Chiko

Chiko

von Özgür Yildirim, mit Denis Moschitto, Volkan Özcan und Moritz Bleibtreu

Chiko - FilmplakatChikos Name ist eigentlich nicht Chiko, sondern Isa. Aber das ist natürlich nicht beeindruckend genug, wenn man in der Hamburger Drogenszene ganz nach oben will. Und Chiko will ganz nach oben. Zumindest erstmal auf Höhe von Drogenboss „Brownie“, mit dem er recht unkompliziert durch vermöbeln eines Zwischenhändlers in Kontakt kommt. Überraschenderweise ist Brownie von Chiko durchaus beeindruckt, und gibt ihm eine Chance als Großdealer. Chikos Kumpel Tibet hat abei weniger Glück, sein Versuch, etwas von dem Stoff für sich beiseite zu schaffen, endet mit einem Nagel Fuß, persönlich eingeschlagen von Brownie. Nach diesem Zwischenfall kriselt es zwischen den beinahe Brüdern Chiko und Tibet, hauptsächlich aufgrund diametralen Ansichten zum Umgang mit Brownie (Umgarnen vs. Umbringen). Dieser Stein des Anstoßes setzt für beide eine Spirale in Gang, die Chiko nach oben und Tibet immer weiter nach unten führt. Doch man trifft sich immer zweimal im Leben…

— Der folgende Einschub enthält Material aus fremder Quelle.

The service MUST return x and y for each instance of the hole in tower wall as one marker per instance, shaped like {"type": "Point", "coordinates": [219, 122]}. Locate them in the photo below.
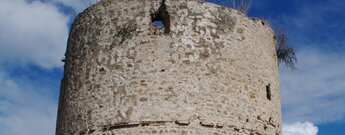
{"type": "Point", "coordinates": [268, 92]}
{"type": "Point", "coordinates": [161, 18]}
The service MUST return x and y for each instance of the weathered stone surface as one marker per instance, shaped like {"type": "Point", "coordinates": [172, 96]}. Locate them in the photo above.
{"type": "Point", "coordinates": [208, 71]}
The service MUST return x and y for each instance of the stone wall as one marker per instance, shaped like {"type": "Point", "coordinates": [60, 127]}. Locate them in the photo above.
{"type": "Point", "coordinates": [209, 70]}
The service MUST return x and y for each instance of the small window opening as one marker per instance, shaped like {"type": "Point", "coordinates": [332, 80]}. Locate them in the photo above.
{"type": "Point", "coordinates": [268, 92]}
{"type": "Point", "coordinates": [161, 18]}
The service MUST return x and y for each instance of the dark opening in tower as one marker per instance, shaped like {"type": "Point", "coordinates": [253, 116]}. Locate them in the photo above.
{"type": "Point", "coordinates": [161, 18]}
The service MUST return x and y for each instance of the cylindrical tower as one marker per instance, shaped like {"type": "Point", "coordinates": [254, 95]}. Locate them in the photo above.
{"type": "Point", "coordinates": [173, 67]}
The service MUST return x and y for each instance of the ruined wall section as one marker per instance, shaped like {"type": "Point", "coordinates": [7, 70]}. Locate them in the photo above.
{"type": "Point", "coordinates": [209, 70]}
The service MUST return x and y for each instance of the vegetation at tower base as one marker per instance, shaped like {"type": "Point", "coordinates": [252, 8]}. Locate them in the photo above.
{"type": "Point", "coordinates": [211, 70]}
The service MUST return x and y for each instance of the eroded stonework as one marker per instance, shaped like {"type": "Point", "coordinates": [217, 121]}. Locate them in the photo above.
{"type": "Point", "coordinates": [209, 70]}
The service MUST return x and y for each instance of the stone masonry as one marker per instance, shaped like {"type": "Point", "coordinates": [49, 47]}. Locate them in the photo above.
{"type": "Point", "coordinates": [207, 70]}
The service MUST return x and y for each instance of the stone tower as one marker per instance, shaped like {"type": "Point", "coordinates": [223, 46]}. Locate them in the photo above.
{"type": "Point", "coordinates": [206, 70]}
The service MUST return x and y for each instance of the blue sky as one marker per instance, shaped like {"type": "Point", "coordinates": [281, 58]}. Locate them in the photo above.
{"type": "Point", "coordinates": [33, 36]}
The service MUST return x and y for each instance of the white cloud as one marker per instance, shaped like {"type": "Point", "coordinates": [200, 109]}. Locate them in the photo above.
{"type": "Point", "coordinates": [32, 33]}
{"type": "Point", "coordinates": [298, 128]}
{"type": "Point", "coordinates": [316, 90]}
{"type": "Point", "coordinates": [25, 109]}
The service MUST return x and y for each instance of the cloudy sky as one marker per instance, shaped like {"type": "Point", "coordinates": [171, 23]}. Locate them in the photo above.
{"type": "Point", "coordinates": [33, 36]}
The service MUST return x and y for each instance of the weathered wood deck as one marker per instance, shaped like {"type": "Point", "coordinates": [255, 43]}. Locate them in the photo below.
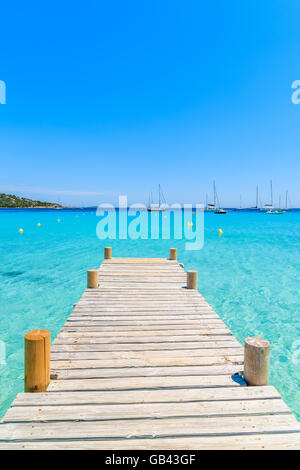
{"type": "Point", "coordinates": [144, 363]}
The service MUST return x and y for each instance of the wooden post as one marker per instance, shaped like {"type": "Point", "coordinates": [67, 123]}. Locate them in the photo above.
{"type": "Point", "coordinates": [257, 361]}
{"type": "Point", "coordinates": [37, 361]}
{"type": "Point", "coordinates": [92, 279]}
{"type": "Point", "coordinates": [107, 252]}
{"type": "Point", "coordinates": [192, 279]}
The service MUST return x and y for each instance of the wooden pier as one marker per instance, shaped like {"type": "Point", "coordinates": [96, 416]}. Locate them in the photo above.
{"type": "Point", "coordinates": [145, 363]}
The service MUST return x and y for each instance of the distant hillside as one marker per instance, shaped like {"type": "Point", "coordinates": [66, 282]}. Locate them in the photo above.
{"type": "Point", "coordinates": [10, 200]}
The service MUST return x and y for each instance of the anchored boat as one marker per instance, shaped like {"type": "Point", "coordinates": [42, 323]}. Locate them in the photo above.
{"type": "Point", "coordinates": [161, 205]}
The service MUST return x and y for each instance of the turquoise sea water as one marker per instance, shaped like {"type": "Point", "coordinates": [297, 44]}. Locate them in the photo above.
{"type": "Point", "coordinates": [250, 276]}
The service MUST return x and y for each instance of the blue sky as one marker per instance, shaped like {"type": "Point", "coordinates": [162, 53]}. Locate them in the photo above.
{"type": "Point", "coordinates": [109, 98]}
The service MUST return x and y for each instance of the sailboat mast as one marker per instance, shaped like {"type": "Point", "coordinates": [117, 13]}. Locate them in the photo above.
{"type": "Point", "coordinates": [214, 185]}
{"type": "Point", "coordinates": [271, 185]}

Jungregisseur Yildirim hat sich offenbar nicht nur zur Berlinale, sondern auch schon lange vorher im Kino aufgehalten. Zumindest lassen dass seine zahllosen Anleihen bei großen Gangsterfilmen vermuten, bei denen er sich großzügig bedient. Leider verliert er dabei aus dem Auge, dass große Gangsterfilme nicht in Hamburg spielen können und dass auch die Handlung und Figurenzeichnung einiges an Aufmerksamkeit verdient. Um es kurz zu machen: Sonderlich viel Sympathie bringt man für Chiko & Co. nicht auf. Dementsprechend wenig Mitleid bringt man für sie auf, wenn’s bergab geht. Die Handlung wirkt ein wenig zusammengwürfelt und wenig rund, einige handlungsstränge hätten sich sicherlich besser zusammenführen lassen. Auch die heutzutage unvermeidlichen Gewaltszenen müssen wir über uns ergehen lassen, wobei auch hier das letzte bisschen Klasse fehlt. Geht man nach einem zu langen Ende (die letzten fünf Minuten hätte man sich sparen können, wäre zumindest ein offeneres Ende gewesen) aus dem Kino, so geht man mit gemischten Gefühlen; hätte er etwas weniger auf große Vorbilder geschielt und etwas mehr eigenen Charakter entwickelt, so wäre er bestimmt gut geworden. Hat er aber nicht, und ist er also nicht. (6)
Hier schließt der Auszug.